According to IPID, a stash of documents was found at Phahlane's home allegedly proving that a case SAPS is investigating against McBride had been fabricated. IPID also confirmed that investigators also found unused SAPS tags worth R374 million hidden at a construction site.
The RFID (radio frequency identification) tags use electromagnetic fields to automatically identify and track tags attached to objects. The tags contain electronically stored information and can be used to track pharmaceuticals and vehicles.
A vehicle was also seized from Phahlane's sister, Josephine's home.
McBride, since his return to his position after his illegal suspension by former Minister of Police, Nathi Nhleko, as well as IPID investigators have been hounded by a posse of North West SAPS, lead by General Jan Mabula, and apparently at the behest of Phahlane. The courts subsequently requested SAPS to call off the North West team.
During the sensational 29 November SCOPA hearing where SITA and SAPS were due to make a presentation with regard to irregular expenditure, the DA's Tim Brauteseth dropped a bombshell. He asked SAPS and SITA officials about an unauthorised trip in 2011 by SAPS Supply Chain Management officers to visit Old Trafford, the home of Manchester United, and apparently paid for by Keating. The trip came less than six months after one of Keating's companies had secured a massive contract to supply cameras, torches and other forensic equipment via SITA to SAPS.
Newly appointed National Commissioner Kehla Sitole as well as SITA CEO Setumo Mohapi attended the SCOPA hearing and resolved at the end of it to root out the rot.
SITA itself has undertaken several internal as well as an external investigation and at least 57 employees have either been fired, are on suspension and facing disciplinary and criminal charges. Both Sithole and Mohapi said they viewed the allegations of widespread corruption and fraud as serious and a “security risk”.
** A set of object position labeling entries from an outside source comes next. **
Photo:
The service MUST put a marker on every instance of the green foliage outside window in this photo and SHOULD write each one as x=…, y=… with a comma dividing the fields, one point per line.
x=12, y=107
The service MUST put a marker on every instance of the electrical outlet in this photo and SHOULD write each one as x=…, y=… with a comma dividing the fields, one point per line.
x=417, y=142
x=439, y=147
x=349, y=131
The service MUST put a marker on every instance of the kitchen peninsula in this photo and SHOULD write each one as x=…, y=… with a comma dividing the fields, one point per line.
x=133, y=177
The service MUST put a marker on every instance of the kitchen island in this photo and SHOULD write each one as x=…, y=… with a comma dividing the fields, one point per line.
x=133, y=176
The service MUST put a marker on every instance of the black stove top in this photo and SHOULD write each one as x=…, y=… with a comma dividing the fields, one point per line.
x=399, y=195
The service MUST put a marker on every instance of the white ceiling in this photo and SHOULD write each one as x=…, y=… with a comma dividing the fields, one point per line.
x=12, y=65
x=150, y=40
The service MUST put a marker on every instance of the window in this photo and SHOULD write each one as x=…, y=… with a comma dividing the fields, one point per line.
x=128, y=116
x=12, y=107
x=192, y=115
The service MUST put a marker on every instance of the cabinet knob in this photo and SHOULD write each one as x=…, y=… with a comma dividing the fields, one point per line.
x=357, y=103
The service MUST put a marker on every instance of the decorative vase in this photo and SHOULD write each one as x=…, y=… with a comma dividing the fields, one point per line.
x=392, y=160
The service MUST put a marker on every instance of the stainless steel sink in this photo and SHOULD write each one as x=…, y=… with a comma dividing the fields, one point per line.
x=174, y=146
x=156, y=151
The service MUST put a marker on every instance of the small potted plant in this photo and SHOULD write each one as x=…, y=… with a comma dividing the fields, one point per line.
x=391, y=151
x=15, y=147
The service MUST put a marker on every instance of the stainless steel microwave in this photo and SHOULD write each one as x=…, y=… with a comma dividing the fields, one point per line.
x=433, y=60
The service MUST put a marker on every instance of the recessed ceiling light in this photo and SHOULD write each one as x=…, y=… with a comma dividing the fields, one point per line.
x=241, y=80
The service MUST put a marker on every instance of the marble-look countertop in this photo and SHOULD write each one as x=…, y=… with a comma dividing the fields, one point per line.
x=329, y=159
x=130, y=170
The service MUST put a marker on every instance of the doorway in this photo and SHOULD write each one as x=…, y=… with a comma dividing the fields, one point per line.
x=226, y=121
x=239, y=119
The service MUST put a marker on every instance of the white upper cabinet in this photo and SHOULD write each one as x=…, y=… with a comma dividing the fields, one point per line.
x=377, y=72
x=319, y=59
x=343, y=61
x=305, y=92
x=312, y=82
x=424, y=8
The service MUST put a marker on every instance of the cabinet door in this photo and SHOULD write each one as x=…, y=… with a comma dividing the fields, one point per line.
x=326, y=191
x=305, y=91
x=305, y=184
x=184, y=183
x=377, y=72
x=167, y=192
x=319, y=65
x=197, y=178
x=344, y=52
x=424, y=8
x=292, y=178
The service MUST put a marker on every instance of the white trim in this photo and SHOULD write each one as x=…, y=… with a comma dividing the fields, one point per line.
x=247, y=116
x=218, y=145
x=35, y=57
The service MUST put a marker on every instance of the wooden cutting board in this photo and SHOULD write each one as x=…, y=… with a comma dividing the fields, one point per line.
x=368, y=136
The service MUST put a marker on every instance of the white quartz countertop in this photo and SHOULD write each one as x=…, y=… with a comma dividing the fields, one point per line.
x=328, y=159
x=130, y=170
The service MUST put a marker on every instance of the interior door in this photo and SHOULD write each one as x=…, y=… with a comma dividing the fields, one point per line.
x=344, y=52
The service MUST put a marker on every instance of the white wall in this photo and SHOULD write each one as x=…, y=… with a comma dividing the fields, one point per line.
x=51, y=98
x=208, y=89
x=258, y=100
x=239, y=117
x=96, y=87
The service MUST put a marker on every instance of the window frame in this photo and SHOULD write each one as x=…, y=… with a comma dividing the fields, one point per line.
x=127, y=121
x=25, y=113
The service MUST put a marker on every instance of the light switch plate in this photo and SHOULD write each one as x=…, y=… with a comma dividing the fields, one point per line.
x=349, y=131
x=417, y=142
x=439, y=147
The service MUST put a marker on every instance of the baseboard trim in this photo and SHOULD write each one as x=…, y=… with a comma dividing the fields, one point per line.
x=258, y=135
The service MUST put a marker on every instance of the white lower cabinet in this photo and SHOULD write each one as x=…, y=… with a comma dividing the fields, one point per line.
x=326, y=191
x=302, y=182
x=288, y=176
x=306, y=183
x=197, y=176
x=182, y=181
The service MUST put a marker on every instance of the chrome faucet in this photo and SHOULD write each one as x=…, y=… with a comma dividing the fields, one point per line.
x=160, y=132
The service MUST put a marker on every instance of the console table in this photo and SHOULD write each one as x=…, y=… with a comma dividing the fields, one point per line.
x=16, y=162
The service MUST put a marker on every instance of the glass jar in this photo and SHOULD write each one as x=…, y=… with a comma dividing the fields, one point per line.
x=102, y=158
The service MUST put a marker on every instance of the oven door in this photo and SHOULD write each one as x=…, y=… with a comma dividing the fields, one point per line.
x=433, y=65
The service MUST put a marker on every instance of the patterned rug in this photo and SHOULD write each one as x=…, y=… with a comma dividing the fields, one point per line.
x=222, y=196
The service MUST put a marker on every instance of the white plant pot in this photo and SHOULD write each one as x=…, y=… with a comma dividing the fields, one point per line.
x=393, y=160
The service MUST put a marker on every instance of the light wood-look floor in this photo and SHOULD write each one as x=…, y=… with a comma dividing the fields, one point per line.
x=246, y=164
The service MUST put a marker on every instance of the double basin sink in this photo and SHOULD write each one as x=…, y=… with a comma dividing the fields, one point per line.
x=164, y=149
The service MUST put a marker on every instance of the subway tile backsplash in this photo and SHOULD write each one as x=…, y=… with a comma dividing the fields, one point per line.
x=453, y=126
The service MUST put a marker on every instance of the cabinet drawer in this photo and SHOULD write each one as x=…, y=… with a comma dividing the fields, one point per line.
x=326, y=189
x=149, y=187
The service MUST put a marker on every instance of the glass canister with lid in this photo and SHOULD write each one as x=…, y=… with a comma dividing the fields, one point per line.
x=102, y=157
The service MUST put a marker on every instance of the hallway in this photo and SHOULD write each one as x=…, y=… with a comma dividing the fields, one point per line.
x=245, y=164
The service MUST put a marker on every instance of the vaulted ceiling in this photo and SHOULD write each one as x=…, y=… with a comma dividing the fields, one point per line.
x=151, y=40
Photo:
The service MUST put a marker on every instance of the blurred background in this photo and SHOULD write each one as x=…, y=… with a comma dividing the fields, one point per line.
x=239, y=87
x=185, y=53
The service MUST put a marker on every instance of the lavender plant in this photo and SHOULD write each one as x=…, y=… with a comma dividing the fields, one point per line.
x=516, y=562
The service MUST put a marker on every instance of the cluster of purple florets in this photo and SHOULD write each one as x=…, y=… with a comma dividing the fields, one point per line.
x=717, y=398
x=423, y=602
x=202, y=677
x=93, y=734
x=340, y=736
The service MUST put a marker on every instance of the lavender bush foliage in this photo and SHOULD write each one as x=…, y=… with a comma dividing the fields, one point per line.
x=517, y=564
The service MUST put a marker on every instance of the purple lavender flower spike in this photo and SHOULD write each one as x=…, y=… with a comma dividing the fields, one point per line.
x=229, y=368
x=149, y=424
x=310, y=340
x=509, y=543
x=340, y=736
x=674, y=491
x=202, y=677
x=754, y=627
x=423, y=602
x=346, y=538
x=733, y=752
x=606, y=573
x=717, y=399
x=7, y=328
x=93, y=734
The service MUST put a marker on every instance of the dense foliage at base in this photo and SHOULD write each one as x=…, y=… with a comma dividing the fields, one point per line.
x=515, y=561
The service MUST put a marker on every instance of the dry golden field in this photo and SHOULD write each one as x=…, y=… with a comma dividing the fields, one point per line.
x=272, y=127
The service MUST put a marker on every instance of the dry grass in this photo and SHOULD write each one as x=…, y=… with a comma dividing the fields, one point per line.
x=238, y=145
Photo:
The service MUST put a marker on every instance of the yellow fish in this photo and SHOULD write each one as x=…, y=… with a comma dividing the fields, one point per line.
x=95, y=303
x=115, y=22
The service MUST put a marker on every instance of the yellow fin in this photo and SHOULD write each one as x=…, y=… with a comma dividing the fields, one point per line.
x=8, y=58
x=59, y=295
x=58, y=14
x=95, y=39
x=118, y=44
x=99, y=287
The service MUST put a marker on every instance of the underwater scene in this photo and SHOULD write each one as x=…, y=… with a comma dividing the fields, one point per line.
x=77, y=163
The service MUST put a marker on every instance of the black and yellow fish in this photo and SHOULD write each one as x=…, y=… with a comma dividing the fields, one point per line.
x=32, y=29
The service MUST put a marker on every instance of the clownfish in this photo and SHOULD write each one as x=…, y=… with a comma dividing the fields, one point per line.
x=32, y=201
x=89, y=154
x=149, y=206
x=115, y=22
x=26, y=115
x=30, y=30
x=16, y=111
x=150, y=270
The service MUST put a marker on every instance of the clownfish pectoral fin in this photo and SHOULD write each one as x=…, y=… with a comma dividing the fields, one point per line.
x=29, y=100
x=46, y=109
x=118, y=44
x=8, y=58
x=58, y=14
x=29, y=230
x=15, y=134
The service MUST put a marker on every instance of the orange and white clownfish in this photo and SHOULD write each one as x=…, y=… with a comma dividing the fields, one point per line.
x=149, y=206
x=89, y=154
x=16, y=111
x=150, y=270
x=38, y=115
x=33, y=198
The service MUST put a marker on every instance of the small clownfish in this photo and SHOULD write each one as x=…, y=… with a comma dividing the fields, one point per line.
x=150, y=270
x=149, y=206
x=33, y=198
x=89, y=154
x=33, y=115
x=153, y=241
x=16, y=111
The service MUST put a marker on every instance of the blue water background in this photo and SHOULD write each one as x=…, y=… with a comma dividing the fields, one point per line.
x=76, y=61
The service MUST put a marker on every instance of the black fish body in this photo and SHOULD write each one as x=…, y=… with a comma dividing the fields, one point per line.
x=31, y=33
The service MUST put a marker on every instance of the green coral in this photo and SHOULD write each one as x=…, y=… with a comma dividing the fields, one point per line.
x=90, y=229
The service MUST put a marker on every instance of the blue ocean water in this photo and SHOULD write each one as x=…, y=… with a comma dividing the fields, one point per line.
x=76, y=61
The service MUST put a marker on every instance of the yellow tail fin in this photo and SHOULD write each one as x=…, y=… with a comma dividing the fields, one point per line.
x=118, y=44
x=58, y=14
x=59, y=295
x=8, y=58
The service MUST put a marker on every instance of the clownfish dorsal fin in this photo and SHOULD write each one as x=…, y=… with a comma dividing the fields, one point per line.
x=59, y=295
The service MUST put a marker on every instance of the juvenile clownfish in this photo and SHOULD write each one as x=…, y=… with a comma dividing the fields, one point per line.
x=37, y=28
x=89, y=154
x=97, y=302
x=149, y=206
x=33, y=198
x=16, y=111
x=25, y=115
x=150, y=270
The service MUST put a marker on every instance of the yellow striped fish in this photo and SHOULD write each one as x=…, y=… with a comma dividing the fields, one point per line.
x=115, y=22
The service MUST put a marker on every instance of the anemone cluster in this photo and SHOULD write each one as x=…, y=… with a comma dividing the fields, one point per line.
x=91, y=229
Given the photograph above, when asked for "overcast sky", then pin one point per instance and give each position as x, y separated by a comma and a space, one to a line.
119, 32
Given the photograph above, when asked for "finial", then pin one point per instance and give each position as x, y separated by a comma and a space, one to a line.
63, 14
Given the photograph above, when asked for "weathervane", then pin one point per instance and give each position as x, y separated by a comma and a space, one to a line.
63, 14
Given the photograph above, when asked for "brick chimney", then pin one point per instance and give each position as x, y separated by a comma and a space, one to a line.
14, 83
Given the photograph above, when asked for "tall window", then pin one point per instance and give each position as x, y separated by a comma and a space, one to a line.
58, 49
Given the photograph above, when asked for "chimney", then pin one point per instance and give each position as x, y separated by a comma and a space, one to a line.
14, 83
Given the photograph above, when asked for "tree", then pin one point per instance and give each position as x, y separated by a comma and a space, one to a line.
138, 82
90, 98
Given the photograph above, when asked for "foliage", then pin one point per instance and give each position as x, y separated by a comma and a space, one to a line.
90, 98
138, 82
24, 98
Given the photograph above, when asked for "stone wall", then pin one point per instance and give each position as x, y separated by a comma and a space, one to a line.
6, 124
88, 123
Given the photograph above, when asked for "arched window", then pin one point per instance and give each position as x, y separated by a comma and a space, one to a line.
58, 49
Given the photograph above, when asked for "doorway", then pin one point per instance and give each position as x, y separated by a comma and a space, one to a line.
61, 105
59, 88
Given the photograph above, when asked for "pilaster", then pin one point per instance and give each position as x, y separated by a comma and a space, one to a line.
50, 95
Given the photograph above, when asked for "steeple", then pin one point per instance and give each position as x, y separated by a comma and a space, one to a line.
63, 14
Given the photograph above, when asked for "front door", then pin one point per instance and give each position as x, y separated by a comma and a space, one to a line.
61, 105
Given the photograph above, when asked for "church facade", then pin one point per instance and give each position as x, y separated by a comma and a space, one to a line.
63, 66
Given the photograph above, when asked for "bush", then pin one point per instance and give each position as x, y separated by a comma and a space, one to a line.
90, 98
Keating himself slipped into the SCOPA hearing where he positioned himself opposite the SAPS and SITA team. When his presence in the committee room was detected committee members were outraged at the brazen nature of Keating's behaviour.
Mc Bride and IPID investigators also attended the SCOPA hearing where McBride informed the committee that the IPID investigation had reached a critical point and that it would climax by the end of the year.
“We are coming for Keith Keating,” McBride told the committee.
IPID head of investigations told SCOPA that there had been a “clear manipulation of the procurement system” in favour of Keating's company Forensic Data Analysts. He added that there was a corrupt relationship between FDA and SAPS.
On 24 November IPID investigators had found forensic equipment procured in 2014 stored, at Phahlane's apparent instruction.
McBride said that the matter would be handed to the NPA but added that there were elements in the National Prosecuting Authority who were harassing IPID and attempting to thwart its investigations. DM
Photo: Businessman Keith Keating slipped in to the SCOPA hearing at parliament to observe proceedings on November 28. The DA then dropped bombshell revelations that implicated Keating. Photo: Marianne Thamm.